In a series beginning with Steps Toward Sunday School Change, Part 1, I shared eight steps toward change: prayer, attention, evaluation, motivation, commitment, ownership, action, and repeat. I pointed out that leadership is the medium in which those steps are carried out. Without leadership, those steps will fail to be carried out.
In this series, I will apply each of these steps to the context of the Sunday School class. Change is needed there as well. Leadership to accomplish that change is needed. Most class change will be led by the teacher, but most class change will need to involve others in the class besides the teacher. In other words, ownership for the change will help create motivation and momentum for the change. In the first three posts of this series, First Step Toward Sunday School Class Change: Prayer, Second Step Toward Sunday School Change: Attention, and Third Step Toward Sunday School Change: Evaluation, I set the change in this common class change scenario: leading the class to shift focus to prospects and people not in the class.

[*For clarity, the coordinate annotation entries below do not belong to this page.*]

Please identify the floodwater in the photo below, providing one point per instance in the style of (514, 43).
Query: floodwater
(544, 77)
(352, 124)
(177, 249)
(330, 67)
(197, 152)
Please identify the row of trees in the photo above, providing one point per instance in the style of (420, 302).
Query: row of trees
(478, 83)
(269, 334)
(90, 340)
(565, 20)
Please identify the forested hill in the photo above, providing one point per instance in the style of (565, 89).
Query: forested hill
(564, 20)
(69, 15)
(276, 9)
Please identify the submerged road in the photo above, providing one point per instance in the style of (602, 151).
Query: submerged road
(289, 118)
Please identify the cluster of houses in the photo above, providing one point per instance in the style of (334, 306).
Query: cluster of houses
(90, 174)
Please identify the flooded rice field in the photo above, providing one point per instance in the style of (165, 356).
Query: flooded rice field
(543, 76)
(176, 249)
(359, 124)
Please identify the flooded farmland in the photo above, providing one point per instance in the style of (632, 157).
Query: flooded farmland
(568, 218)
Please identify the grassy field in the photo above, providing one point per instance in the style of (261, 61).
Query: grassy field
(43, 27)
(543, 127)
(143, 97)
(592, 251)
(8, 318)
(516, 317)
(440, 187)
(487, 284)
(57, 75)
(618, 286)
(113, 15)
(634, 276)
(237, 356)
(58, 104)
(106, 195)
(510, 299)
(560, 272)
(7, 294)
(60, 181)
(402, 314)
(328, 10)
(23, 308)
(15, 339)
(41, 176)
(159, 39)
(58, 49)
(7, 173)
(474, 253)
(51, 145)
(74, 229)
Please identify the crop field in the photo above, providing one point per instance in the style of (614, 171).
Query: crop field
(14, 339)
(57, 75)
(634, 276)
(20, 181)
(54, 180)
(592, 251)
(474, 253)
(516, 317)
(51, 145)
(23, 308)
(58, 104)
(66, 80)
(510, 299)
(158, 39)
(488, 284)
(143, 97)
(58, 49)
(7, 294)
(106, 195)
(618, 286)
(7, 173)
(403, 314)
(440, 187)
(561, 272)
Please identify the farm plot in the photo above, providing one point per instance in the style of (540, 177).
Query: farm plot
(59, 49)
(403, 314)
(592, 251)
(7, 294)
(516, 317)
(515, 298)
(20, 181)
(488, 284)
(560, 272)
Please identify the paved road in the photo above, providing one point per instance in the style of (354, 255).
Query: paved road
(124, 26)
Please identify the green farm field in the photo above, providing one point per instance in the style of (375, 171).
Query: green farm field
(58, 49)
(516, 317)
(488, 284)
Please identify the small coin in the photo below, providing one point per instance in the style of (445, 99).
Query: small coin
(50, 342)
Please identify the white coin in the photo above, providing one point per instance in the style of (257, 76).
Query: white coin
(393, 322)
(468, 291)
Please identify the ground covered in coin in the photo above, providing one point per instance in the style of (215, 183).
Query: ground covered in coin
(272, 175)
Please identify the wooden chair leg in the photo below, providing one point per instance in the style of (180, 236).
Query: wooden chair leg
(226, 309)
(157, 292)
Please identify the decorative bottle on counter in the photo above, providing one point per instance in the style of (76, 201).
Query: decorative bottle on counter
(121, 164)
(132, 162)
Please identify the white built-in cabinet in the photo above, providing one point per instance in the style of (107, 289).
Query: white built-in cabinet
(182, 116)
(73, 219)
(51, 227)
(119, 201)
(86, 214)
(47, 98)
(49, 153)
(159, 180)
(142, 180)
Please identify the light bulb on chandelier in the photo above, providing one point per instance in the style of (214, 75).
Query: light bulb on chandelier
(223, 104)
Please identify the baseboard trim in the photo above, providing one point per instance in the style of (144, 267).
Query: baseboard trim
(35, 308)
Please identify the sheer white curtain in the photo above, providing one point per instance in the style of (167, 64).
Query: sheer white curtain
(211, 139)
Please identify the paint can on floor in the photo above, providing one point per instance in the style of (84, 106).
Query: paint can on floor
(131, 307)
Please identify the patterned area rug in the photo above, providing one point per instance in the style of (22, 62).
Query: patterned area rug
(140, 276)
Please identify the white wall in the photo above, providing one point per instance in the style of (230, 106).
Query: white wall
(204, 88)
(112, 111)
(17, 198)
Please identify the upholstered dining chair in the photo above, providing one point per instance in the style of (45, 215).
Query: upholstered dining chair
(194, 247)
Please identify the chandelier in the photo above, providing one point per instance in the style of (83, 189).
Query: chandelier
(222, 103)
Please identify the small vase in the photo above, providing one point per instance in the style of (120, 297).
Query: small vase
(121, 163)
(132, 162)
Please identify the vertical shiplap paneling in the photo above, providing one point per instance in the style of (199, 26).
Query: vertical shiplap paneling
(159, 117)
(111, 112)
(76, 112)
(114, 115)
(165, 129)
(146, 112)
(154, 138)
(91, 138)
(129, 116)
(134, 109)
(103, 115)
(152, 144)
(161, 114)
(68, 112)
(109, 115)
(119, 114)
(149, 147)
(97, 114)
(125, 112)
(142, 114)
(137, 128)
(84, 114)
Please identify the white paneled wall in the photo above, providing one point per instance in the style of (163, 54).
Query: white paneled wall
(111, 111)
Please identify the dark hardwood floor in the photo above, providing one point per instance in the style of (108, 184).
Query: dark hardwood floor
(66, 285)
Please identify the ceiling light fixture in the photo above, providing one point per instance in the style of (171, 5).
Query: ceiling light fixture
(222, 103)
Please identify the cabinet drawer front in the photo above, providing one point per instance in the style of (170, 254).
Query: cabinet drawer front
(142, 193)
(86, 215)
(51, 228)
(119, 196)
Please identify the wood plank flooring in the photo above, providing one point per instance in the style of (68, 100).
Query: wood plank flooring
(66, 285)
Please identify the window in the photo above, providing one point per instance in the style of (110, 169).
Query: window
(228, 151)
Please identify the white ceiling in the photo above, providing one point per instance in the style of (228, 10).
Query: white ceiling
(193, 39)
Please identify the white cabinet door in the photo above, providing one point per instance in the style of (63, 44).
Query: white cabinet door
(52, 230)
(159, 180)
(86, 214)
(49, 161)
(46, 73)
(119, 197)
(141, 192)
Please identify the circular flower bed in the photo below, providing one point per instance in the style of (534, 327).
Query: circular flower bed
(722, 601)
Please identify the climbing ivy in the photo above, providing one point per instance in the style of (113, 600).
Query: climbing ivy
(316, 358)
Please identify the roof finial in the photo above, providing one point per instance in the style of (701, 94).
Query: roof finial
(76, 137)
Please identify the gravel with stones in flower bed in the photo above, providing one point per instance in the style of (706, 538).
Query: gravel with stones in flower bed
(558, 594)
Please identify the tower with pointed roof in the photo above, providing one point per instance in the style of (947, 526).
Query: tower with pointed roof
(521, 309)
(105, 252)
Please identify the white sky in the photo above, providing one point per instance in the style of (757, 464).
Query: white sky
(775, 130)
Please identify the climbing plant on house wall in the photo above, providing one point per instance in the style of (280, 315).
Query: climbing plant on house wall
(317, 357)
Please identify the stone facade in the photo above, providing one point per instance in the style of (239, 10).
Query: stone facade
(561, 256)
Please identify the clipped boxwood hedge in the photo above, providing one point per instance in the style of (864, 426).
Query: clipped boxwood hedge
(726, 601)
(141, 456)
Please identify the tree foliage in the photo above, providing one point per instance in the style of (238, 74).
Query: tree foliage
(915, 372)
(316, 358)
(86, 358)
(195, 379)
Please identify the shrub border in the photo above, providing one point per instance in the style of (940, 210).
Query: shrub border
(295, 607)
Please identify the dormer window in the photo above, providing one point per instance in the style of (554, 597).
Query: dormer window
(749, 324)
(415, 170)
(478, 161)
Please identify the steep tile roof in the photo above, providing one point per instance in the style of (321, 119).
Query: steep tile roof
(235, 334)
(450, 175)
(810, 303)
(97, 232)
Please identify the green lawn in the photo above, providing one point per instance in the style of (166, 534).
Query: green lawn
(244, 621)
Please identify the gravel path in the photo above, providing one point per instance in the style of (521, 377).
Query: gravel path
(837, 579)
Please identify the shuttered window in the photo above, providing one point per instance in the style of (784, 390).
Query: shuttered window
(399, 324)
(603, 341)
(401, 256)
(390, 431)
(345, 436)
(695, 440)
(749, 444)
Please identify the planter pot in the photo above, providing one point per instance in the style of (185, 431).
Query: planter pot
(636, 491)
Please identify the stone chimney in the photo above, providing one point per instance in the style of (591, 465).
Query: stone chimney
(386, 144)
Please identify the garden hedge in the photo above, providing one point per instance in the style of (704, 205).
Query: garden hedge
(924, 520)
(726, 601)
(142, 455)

In this blog post, I will use the same scenario to look at the fourth step: motivation. The first three steps of prayer, attention, and evaluation are preparation for change. But how do we get the class motivated and excited about the change (focusing on prospects and people not in the class)? The class may have spent time praying and seeking God’s leadership. The teacher may have called attention to the need and possible solutions. Working together, the teacher and class may have spent time looking at progress toward goals and current reality, but without motivation these efforts may end short of change.
What can be done to motivate God-led Sunday School class change (focusing on prospects and people not in the class)? Let me list a few of the hundreds of possibilities:
- share testimonies about classes who are praying for and reaching out to unenrolled people;
- share about how God is impacting lost and unenrolled people;
- talk about demographics of the local church community, especially as it relates to the age group assigned to the class;
- list projects conducted by classes in other churches which are impacting lives;
- share video about lostness and need;
- display pictures of people and/or peopel in need from the community;
- brainstorm people’s situations which are in need of the care of a class;
- brainstorm actions which might motivate and mobilize the class into response;
- give each attender $5-10 and ask him/her to touch a person in Jesus’ name;
- and many, many more.
What would you add to this list? How has your class been motivated to focus on prospects and people not in the class? Press Comments below and share your ideas. Without prayer, attention, and evaluation, there is no starting line for the race toward the change our Lord desires for your class. But how can you motivate the change? Don’t rush and head the wrong direction. Time for these four steps is time well-spent.
What change does God desire for your class? The place to begin the change is in prayer, attention, evaluation, and motivation. Pray for the change. Give it attention. Stop to evaluate. Motivate attender to focus on the change. Lead others t o join you. Listen to God. Follow His leadership. Help others to see the need for change and invite them to join as you gain their attention and their involvement in evaluation. Be revolutionary!